Credit: Movie Store/Shutterstock
Breaking the almost uninterrupted run of farcical comedy cameos is the 2006 drama The Queen, starring a stern lady Helen Mirren as Her Majesty in the years after Diana. Arguably one of the most successful films in which the Queen has been fictionalized, it received a very positive response from critics and earned Mirren an Oscar for Best Actress in a Leading Role.
2012elizabeth richard, 2009
It’s a dark and blurry moment, but a fictional Queen Elizabeth II does have a moment where she is rushed along with her corgis during an evacuation scene in the 2009 disaster movie. 2012.
The king’s speechfreya wilson, 2010
Princess Elizabeth, in miniature.
Credit: Weinstein Co / UK Film Council / See Saw / Kobal / Shutterstock
The king’s speech – which takes place in the years immediately before the outbreak of World War II – features the youngest film ever to portray Queen Elizabeth II (Freya Wilson), long before she became the ruling monarch. This is definitely the most critically successful film starring the Majesty of her: it was nominated for eight Oscars in 2011 and won four.
a royal nightSarah Gadon, 2015
A young Princess Elizabeth at the end of World War II, played by Sarah Gadon.
Credit: Screenshot: YouTube/Lionsgate
Following comfortably from The king’s speech comes from a royal night — a film that focuses on Princess Elizabeth (Sarah Gadon) and her sister Margaret celebrating the end of World War II with a wild night in 1945.
minionsJennifer Saunders, 2015
The Queen has had many unusual movie cameos over the years, but fighting a Minion trying to steal her crown has to be one of the most memorable. We especially like the way her majesty (voiced by Jennifer Saunders) drops the googly-eyed thief.
the BFGPenelope Wilton, 2016
The Queen meets the BFG.
Credit: Screenshot: YouTube/Disney
27 whole years after the animated version of the BFG Disney’s live-action remake arrives, complete with another cameo from the Queen. Penelope Wilton’s version of the monarch is less formal and more daring.

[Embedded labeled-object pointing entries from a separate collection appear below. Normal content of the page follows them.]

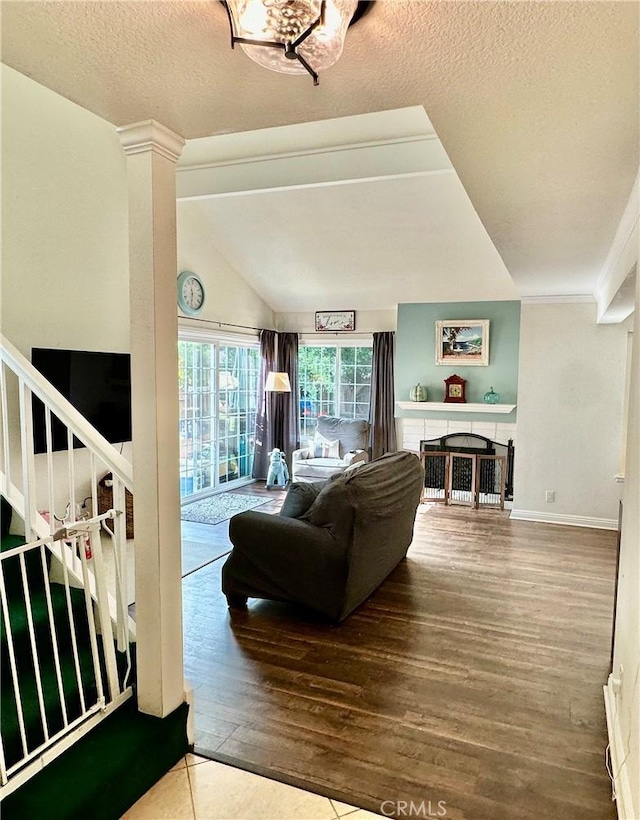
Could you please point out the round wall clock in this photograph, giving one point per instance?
(190, 293)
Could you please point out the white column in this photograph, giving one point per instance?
(152, 152)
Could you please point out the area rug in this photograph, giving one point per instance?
(217, 508)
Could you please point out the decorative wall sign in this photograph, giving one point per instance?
(335, 321)
(464, 341)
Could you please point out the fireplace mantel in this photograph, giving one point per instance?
(448, 407)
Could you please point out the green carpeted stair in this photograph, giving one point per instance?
(114, 764)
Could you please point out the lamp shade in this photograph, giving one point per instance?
(285, 22)
(277, 383)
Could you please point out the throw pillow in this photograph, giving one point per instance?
(300, 497)
(323, 448)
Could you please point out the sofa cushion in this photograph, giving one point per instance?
(300, 496)
(332, 509)
(353, 434)
(324, 447)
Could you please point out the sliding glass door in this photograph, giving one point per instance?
(218, 388)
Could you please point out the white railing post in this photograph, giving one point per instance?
(28, 459)
(102, 606)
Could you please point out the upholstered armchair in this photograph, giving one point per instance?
(337, 444)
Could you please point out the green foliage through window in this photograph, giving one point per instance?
(334, 381)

queen corgiMari Devon and Julie Walters, 2019
Credit: Screenshot: YouTube/LionsgateFilmsUK
2019 saw Queen Elizabeth II in another CGI outing, this time voiced by Mari Devon and Julie Walters and in a supporting role as the real star of the show: her lost corgi, Rex, voiced by Jack Whitehall, who is Get caught up in an adventure. in London after getting lost outside the palace.
spencerStella Gonet, 2021.
Credit: Screenshot: YouTube/Neon
Due to the popularity of The crownThe fourth season, which followed Lady Diana Spencer’s relationship with Prince Charles in the 1980s, spencer takes a look at the same story, this time focusing on a Christmas with the royal family in 1991. Although Lady Diana is the center of attention, Queen Elizabeth II, of course, also has a major role to play, played this time by Stella Gonet.
In closing, it’s worth noting that there were a couple of other references on IMDb to other movies that are harder to track. One of them was a 1999 TV movie called The dog and the beggarwhile the other was called an impressively ridiculous James Bond parody. Never Say Never Mind: The Swedish Bikini Team (2001).
The Queen has also been portrayed in countless television series, from short doctor who cameos on critically acclaimed shows like The crownin which she has been played by Claire Foy, Olivia Colman and Imelda Staunton.